These people tend to believe that the whole word is against them and everything and everyone is rooting for them to lose. Is is a nearly impossible task to get them not to complain about something in their life. Having a full conversation with this type of person makes you want to stab your eyes out, but these people exist and we must cope with them.


When dealing with these complainers, here is what you should do:
  • For the complainer that is a close friend or family member: In these situations, I usually tell them point blank- “Shut up and stop complaining.”
  • For the complainer who is a mere acquaintance- just smile, nod, block out /what they are saying/daydream, then at the end simply just say, “wow that sucks, sorry.”
  • For the complainer that literally complains about the most trivial things- I go for the sarcastic lines for these kinds of people because they are literally the worst “wow I’m so sorry for you, meanwhile there are people homeless and dying out there!!!!”
  • If this complainer happens to be a close friend, keep your distance or else the negativity of them will constantly surround you like a raincloud.

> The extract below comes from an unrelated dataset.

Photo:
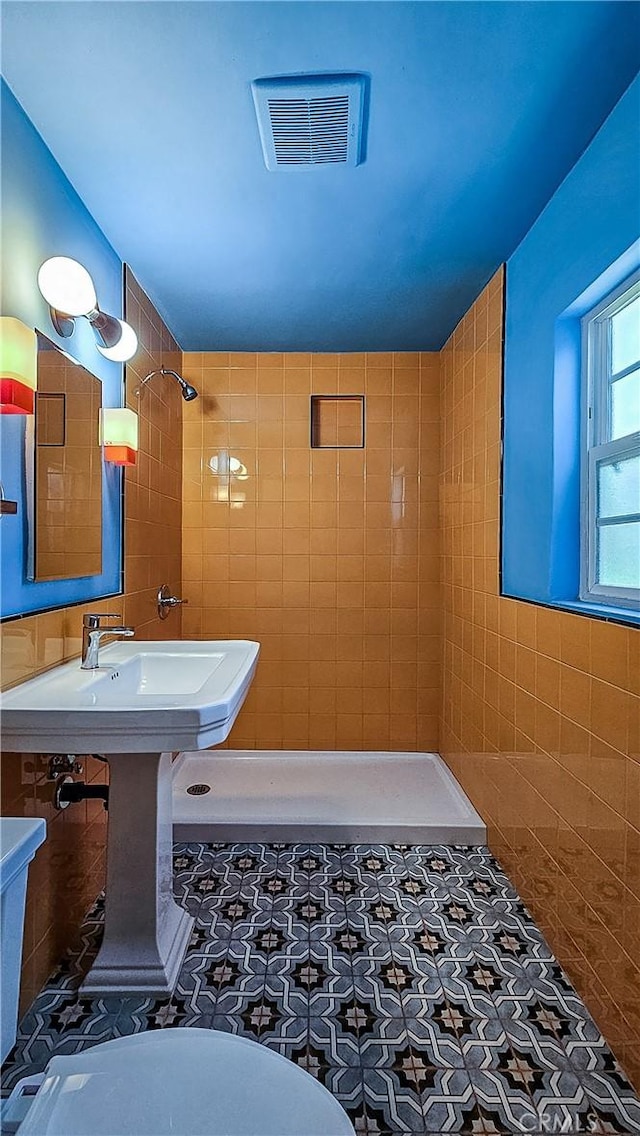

Unless you want your days surrounded by constant complaints, then ditch this friend! I mean YOLO so you might as well live it out with people who bring you up, not down.
     

However, never, and I mean never, try to compete with a complainer in an argument of ‘who has the worse situation' because a chronic complainer will most definitely always win.


If you’re reading this and a description for a complainer seems to match your personality, then please stop reading this blog. Just kidding, but you should probably filter your thoughts and be more aware of what you are saying because no one in this world wants to hear about other people constantly bitching about EVERYTHING.